«Оберой – Шератон Спокойствие» без проблем проглотил данные с поддельной уникарты. Макс взял себе номер над поверхностью, заказал туда ужин и пузырек слабительного и стал дожидаться своих ворованных алмазов. Камешки эти были у него припасены на крайний случай – дать взятку. Макс не единожды таким образом покупал себе жизнь и свободу. Во времена гиперинфляции почти любого повстречавшегося ему представителя власти можно было соблазнить алмазами.
Макс подсчитал, что у него в распоряжении четыре дня – четыре дня, чтобы сорвать куш здесь, на Луне. Потом жена пропавшего южноафриканского торгаша получит Максову открытку (этого самого торгаша Макс бросил во флэшбэк-зале в Эр-Рияде: тот, улыбаясь и пуская слюни, прокручивал в странной петле свой первый сексуальный опыт), заберет благоверного и обратится в полицию. Макс представил себе, что произойдет с человеческим мозгом после пяти дней в бесконечной странной петле флэшбэка, и искренне понадеялся, что у южноафриканской миссис найдется подходящий огородик, куда можно пристроить муженька поближе к собратьям по разуму.
Четыре дня на то, чтобы сорвать большой куш. Макс мысленно перебрал свои возможности. По большей части для ворья, выросшего во Всемирной сфере взаимного процветания новой эры, преступления были занятием хитроумным, почти интеллектуальным: белые воротнички выводили новые разновидности червей-паразитов, выедающих себе место в кредитных потоках; устраивались сложные мошеннические схемы в виртреальности; подделывались уникарты. С Максом дело обстояло совершенно иначе. Вырос он в детройтских трущобах – гетто, в котором не знали ни взаимного процветания, ни новой эры. Во время ниппонского преобразования США новые хозяева сочли, что ни Детройт в целом, ни трущобы в частности преобразовывать не имеет смысла.
Точно такой же вывод сделали относительно юного Макса Кайна многочисленные судьи и терапевты, специализирующиеся на перестройке личности.

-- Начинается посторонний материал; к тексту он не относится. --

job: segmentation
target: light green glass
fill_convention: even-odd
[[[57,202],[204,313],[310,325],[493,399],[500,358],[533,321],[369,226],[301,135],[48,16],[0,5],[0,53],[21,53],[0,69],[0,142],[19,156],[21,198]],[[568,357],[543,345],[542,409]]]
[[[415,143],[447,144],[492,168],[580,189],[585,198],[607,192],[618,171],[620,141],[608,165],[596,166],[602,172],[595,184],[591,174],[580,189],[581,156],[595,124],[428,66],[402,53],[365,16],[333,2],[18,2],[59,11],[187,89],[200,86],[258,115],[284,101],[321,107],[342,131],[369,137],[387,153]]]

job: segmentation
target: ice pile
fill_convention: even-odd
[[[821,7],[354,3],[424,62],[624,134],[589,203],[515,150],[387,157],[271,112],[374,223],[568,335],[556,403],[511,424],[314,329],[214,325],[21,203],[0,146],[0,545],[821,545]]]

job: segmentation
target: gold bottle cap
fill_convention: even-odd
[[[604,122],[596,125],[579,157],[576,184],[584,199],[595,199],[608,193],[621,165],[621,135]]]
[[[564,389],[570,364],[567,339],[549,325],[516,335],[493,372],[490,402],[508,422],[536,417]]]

В эту эру сраных тонкостей Макс всегда предпочитал действовать напролом. Он был низеньким и жилистым, почти костлявым, но, несмотря на это, специализировался на вооруженном грабеже, вымогательстве и похищении людей. Копы из Севернополушарного улья, защищавшие докторские диссертации по виртрасследованиям и гибсоновским матрицам, по большей части не знали, что́ противопоставить одиночке Максу и его неандертальскому преступному напору. Как и его жертвы. К тому моменту, как супруг, супруга и/или «вторая половина» похищенного выкладывали требуемую сумму (всегда в форме имеющего хождение товара – никаких кредитов), Максов след успевал простыть. В свои почти сорок он мог похвастаться, что с шестнадцати лет ни разу не сидел.
Но всему на свете приходит конец. Его преступный почерк и излюбленные убежища были уже слишком хорошо известны – он ведь перебрал почти все большие города Северного полушария. Страны же второго мира Макс на дух не переносил со всеми их кибервиртпсихами и безумным нерентабельным насилием.
Так что Кайну нужен был большой куш, чтобы уйти на покой, а Луна оставалась последним доступным местом, где водилась богатенькая добыча. Почти все профессиональные уголовники боялись проворачивать свои делишки на Луне: их страшило местное суровое правосудие в духе первопоселенцев, которое, по слухам, было в ходу у лунатиков, – здесь быстро карали даже за самые незначительные преступления. Почти все профессиональные уголовники Луны избегали. Но только не Макс Кайн. И вот он сидел в туалете в номере люкс, дожидаясь алмазов, пялился в дверную щель на висевшую в гостиной огромную хрустальную люстру и читал «Информационную брошюру Оберой – Шератона для туристов» в надежде наткнуться на тот самый Большой Куш.
Первыми около семидесяти пяти лет назад на Луне высадились американцы (Макс знал о Луне очень мало, но об этом слышал), затем они, а также Еврофед и Росспублика еще почти пятьдесят лет пытались вернуться сюда и заняться колонизацией, но ни черта у них не вышло. Посреди лунного моря, словно прыщи на большой белой заднице, до сих пор торчали обшарпанные стальные ангары с научно-исследовательскими базами. На дальней стороне кратера Карпинский пустовала старая росспубликанская обсерватория. Не слишком впечатляющие результаты после пятидесяти лет и сотен миллиардов потраченных старых баксов.